Цецилия велела Августу везти ее обратно в Гринвиль. Август извлек из машины чемодан Мелькера, закрыл багажник и уехал.

– Придется мне обходиться без супруги, – вздохнул Моисей Мелькер.

– Не вешать носа, – проронил тип в шлепанцах.

– А кто вы, собственно, такой? – спросил Мелькер.

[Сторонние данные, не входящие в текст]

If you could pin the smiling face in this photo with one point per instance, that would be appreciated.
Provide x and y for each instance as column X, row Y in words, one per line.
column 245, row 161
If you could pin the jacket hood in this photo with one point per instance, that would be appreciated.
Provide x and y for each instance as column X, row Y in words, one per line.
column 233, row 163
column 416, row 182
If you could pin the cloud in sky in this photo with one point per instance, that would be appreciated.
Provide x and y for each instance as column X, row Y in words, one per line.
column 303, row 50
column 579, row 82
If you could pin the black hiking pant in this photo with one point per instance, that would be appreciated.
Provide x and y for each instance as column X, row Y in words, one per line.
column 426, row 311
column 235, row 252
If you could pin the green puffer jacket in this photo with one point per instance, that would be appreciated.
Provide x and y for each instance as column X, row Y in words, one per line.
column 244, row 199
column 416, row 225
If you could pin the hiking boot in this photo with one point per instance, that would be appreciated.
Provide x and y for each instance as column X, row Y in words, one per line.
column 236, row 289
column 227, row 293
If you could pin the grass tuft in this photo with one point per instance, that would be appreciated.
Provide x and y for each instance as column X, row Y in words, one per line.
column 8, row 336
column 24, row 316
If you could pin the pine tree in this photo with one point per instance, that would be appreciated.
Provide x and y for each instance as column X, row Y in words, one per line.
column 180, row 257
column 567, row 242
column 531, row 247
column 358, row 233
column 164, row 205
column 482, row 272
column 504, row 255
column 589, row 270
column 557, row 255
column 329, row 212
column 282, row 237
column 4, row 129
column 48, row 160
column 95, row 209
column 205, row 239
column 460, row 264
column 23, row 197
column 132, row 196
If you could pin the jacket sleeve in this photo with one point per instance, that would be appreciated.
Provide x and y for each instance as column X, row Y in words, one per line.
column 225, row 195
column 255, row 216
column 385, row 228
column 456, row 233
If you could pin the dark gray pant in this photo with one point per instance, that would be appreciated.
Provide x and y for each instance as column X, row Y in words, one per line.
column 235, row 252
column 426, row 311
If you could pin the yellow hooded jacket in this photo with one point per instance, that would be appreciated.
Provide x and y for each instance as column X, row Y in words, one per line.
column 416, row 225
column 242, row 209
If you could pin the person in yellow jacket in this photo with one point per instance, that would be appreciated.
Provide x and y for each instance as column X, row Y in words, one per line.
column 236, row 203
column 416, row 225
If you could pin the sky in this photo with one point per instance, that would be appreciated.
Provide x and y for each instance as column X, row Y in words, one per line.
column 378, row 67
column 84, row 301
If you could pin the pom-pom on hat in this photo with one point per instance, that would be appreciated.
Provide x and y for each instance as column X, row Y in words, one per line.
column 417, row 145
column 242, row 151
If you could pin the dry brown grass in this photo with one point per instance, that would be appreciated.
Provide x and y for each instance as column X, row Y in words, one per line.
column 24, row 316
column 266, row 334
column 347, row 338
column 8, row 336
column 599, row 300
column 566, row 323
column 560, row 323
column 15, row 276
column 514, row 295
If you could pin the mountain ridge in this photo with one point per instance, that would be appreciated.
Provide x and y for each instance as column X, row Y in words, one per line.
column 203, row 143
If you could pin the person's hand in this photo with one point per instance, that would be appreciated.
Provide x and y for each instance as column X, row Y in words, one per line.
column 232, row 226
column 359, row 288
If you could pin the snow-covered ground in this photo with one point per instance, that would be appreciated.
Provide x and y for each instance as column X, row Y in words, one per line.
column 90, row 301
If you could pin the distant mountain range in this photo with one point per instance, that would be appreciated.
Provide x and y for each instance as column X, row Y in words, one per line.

– Директор Крэенбюль, – бросил тот и трусцой вернулся во флигель. Мелькеру пришлось самому тащить чемодан в главное здание. Лифт не работал. Чемодан оттягивал руку – ведь Мелькер взял с собой и рукопись «Цена благоволения», собираясь еще поработать над ней. Добравшись наконец до верхнего этажа, он услышал пение, доносившееся из Восточной башни. Охваченный внезапным и необъяснимым духом противоречия, он потащился с чемоданом в Восточную башню, открыл дверь и вошел. За столом сидели три раввина. Все трое в черных шляпах, длинных черных лапсердаках и темных очках, все трое пели. Борода у среднего была седая, у правого рыжая, у левого черная. И у всех троих веером через всю грудь. За их спинами было окно. Моисей Мелькер присел на чемодан и стал слушать пение раввинов. Потом пение прекратилось. Раввин с седой бородой снял темные очки, но глаза его оставались закрытыми.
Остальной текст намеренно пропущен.